Eksistensi,id, Samarinda — Anggota Komisi IV DPRD Kalimantan Timur, Agus Aras, mengungkap sejumlah temuan krusial terkait ketenagakerjaan dan kepatuhan perusahaan terhadap regulasi saat melakukan kunjungan kerja ke PT Lanna Harita Indonesia, salah satu perusahaan tambang yang beroperasi di wilayah Kaltim.
Menurutnya, kunjungan tersebut merupakan bagian dari fungsi pengawasan legislatif yang melekat pada Komisi IV DPRD Kaltim, khususnya yang berkaitan dengan aspek lingkungan, tenaga kerja, dan pengelolaan dana Corporate Social Responsibility (CSR).
“Fokus kita dalam kunjungan ini adalah untuk melihat langsung bagaimana perusahaan mengelola lingkungannya, memperlakukan tenaga kerja, dan sejauh mana komitmen mereka dalam menyalurkan dana CSR kepada masyarakat sekitar,” ujar Agus, Jumat (27/6/25).
Namun, dari pemantauan di lapangan, Komisi IV menemukan adanya indikasi kelalaian dalam pelaporan penggunaan tenaga kerja asing (TKA).
Agus menyebut, pihak perusahaan mempekerjakan dua tenaga kerja asal Thailand, namun belum pernah melaporkan keberadaan mereka kepada Dinas Tenaga Kerja (Disnaker).
“Ini seharusnya menjadi perhatian serius. Setiap penggunaan TKA wajib dilaporkan ke instansi terkait. Tapi informasi yang kami terima, itu belum dilakukan,” jelasnya.
Tak hanya itu, Agus juga menyoroti belum terbentuknya Panitia Pembina Keselamatan dan Kesehatan Kerja (P2K3) di lingkungan perusahaan. Padahal, menurut ketentuan perundang-undangan, perusahaan dengan jumlah karyawan 100 orang atau lebih wajib membentuk panitia tersebut.
“Ini soal keselamatan kerja, yang sangat fundamental. Perusahaan sebesar itu belum memenuhi kewajiban membentuk P2K3, dan itu jelas pelanggaran terhadap regulasi Undang-Undang Ketenagakerjaan,” tegasnya.
Temuan lainnya yang menjadi sorotan adalah terkait mekanisme penyaluran dana kompensasi atas penggunaan TKA. Selama ini, kata Agus, dana tersebut disetor ke pemerintah pusat, padahal seharusnya dialokasikan ke daerah tempat TKA tersebut dipekerjakan.
“Ini jelas merugikan daerah. Ketika TKA digunakan di Kaltim, maka dana kompensasinya juga harus masuk ke daerah. Tidak boleh semua terserap ke pusat,” imbuhnya.

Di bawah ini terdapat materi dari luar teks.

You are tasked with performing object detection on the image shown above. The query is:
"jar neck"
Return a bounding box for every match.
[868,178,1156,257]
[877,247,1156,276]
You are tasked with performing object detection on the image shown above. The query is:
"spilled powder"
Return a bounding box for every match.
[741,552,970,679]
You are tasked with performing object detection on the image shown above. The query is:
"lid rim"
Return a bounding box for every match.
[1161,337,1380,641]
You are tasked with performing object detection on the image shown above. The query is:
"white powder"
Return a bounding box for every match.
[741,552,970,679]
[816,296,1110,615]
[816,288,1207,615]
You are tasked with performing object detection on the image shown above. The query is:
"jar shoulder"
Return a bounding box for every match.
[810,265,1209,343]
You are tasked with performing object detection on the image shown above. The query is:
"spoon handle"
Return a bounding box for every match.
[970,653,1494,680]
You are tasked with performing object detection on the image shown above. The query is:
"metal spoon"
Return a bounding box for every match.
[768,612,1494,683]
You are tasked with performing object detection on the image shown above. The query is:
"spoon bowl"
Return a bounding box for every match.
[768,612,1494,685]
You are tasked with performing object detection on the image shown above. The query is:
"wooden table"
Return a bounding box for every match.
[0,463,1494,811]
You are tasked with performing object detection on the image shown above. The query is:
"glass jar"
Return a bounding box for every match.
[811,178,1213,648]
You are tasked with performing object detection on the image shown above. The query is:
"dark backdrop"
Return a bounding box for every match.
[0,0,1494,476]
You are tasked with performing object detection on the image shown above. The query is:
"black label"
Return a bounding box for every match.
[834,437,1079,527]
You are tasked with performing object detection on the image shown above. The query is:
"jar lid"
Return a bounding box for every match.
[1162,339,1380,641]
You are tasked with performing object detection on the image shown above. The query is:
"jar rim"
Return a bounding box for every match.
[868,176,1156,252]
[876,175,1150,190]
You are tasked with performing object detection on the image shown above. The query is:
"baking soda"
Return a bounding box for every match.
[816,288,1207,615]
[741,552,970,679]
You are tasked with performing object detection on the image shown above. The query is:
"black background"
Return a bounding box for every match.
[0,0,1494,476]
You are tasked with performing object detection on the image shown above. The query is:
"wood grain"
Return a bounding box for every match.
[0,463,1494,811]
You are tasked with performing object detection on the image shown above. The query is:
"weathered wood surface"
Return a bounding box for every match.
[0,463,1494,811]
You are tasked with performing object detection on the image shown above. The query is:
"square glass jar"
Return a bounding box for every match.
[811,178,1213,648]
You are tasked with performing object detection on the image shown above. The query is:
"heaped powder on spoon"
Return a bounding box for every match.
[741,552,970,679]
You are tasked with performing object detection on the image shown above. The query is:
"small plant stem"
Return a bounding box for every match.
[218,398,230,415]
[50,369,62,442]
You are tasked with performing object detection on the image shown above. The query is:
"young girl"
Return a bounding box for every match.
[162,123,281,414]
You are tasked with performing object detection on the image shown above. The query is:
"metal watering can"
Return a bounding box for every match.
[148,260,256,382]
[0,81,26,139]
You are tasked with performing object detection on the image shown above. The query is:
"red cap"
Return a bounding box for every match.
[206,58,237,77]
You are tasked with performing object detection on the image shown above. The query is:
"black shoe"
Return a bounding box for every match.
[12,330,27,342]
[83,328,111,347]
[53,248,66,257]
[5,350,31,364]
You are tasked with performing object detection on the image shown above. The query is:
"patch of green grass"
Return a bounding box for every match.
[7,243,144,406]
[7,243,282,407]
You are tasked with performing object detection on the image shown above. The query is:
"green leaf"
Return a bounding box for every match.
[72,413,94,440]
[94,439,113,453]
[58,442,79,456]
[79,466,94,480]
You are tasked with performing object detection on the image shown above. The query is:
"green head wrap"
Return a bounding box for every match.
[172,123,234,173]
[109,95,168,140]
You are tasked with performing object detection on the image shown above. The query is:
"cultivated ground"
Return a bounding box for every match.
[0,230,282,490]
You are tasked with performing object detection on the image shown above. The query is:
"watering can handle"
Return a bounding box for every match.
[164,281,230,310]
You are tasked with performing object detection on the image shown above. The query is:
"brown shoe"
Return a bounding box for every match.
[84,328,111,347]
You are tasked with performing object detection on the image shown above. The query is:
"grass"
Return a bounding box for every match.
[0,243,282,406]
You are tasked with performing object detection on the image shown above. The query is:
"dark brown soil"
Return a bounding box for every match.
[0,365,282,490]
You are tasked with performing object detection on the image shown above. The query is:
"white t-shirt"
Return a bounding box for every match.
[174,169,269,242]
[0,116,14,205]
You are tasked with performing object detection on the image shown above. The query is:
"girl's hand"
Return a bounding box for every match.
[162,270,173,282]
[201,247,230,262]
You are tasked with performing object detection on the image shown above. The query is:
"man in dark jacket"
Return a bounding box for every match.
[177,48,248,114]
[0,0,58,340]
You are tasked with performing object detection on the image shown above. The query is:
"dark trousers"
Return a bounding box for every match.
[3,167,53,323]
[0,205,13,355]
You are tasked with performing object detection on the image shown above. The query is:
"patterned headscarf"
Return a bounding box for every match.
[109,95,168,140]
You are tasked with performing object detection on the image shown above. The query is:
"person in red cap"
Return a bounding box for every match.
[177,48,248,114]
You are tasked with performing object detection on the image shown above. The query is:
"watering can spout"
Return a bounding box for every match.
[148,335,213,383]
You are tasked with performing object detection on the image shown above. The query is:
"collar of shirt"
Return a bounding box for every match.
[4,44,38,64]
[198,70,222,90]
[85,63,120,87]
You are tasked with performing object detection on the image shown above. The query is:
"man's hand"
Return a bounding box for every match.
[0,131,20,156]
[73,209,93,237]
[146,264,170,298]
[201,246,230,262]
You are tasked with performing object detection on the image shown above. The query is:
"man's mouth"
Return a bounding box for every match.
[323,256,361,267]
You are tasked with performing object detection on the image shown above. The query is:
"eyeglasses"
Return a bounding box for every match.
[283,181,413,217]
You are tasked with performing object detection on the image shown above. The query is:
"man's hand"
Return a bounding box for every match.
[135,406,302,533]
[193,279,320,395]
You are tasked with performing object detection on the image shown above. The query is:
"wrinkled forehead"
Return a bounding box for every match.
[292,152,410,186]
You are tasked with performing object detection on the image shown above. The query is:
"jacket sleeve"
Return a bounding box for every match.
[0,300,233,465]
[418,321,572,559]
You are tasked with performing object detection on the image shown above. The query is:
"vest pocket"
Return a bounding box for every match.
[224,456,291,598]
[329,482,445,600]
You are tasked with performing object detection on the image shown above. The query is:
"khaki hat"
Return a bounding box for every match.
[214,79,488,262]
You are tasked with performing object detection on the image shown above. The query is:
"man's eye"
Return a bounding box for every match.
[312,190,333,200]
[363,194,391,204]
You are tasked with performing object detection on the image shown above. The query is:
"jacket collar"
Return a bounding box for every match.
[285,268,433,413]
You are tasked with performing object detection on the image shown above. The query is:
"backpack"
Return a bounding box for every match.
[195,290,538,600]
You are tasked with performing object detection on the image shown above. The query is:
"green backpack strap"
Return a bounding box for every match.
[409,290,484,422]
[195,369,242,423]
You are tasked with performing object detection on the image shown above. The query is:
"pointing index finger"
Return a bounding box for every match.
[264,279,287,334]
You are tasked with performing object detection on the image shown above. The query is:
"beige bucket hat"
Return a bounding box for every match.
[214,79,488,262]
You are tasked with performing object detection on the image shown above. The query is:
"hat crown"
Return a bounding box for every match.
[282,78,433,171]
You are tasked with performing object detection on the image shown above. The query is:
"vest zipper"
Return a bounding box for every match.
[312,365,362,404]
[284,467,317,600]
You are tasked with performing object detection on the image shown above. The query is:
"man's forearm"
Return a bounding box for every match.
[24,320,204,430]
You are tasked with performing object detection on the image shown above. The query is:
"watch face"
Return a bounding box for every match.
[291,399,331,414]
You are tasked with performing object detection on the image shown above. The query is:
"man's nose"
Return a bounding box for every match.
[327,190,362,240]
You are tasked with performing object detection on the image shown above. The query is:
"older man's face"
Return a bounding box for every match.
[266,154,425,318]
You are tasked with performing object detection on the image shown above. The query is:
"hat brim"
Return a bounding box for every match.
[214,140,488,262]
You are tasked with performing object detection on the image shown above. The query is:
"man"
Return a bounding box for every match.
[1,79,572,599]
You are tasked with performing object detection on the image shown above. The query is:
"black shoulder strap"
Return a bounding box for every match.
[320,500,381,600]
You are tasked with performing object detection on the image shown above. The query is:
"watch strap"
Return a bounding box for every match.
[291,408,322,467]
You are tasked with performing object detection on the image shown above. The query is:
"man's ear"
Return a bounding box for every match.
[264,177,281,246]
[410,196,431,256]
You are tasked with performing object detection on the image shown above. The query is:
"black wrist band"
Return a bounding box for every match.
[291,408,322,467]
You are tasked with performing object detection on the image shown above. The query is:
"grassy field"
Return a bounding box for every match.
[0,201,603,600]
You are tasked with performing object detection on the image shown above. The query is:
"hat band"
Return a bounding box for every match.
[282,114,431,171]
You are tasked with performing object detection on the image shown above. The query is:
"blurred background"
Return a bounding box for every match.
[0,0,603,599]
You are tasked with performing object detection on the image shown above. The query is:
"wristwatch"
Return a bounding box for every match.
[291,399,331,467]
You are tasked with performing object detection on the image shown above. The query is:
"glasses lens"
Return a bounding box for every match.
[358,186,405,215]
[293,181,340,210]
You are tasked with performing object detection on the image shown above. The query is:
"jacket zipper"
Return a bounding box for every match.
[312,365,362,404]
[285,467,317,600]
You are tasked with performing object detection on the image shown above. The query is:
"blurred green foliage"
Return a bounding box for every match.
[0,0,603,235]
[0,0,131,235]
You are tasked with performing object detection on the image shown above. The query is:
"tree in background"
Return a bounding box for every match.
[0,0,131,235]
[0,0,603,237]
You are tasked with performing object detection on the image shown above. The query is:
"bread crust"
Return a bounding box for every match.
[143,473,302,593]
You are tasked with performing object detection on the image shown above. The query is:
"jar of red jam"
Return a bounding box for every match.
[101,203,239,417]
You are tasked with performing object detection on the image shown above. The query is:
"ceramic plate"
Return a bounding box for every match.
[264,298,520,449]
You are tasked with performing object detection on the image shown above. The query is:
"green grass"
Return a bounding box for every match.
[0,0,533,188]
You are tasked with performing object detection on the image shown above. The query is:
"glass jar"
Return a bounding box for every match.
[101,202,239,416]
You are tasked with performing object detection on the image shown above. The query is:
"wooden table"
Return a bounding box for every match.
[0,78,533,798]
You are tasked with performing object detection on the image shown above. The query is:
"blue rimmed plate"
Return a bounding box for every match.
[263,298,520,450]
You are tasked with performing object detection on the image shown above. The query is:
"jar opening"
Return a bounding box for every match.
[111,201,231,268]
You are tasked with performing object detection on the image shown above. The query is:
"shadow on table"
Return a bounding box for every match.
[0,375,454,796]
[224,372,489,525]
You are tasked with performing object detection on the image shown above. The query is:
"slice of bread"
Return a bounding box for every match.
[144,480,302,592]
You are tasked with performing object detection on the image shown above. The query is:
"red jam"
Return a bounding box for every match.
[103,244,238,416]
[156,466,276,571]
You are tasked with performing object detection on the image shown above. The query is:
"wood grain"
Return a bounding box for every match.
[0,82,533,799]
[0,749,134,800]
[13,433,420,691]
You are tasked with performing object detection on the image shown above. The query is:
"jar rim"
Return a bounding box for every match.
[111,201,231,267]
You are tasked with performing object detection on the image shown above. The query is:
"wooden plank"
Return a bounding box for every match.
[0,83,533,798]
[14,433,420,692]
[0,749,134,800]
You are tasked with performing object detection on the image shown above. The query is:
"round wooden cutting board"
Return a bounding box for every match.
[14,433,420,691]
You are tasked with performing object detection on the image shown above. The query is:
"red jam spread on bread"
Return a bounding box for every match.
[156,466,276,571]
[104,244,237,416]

Agus menekankan bahwa pengawasan ketat perlu dilakukan bukan hanya demi penegakan aturan, tetapi juga untuk melindungi hak-hak tenaga kerja lokal dan memastikan daerah tidak kehilangan potensi penerimaan.
Ia berharap hasil kunjungan tersebut bisa menjadi bahan evaluasi menyeluruh bagi perusahaan agar segera melakukan pembenahan dari aspek legalitas, kepatuhan regulasi, hingga peningkatan kontribusi sosial kepada masyarakat sekitar.(ADV)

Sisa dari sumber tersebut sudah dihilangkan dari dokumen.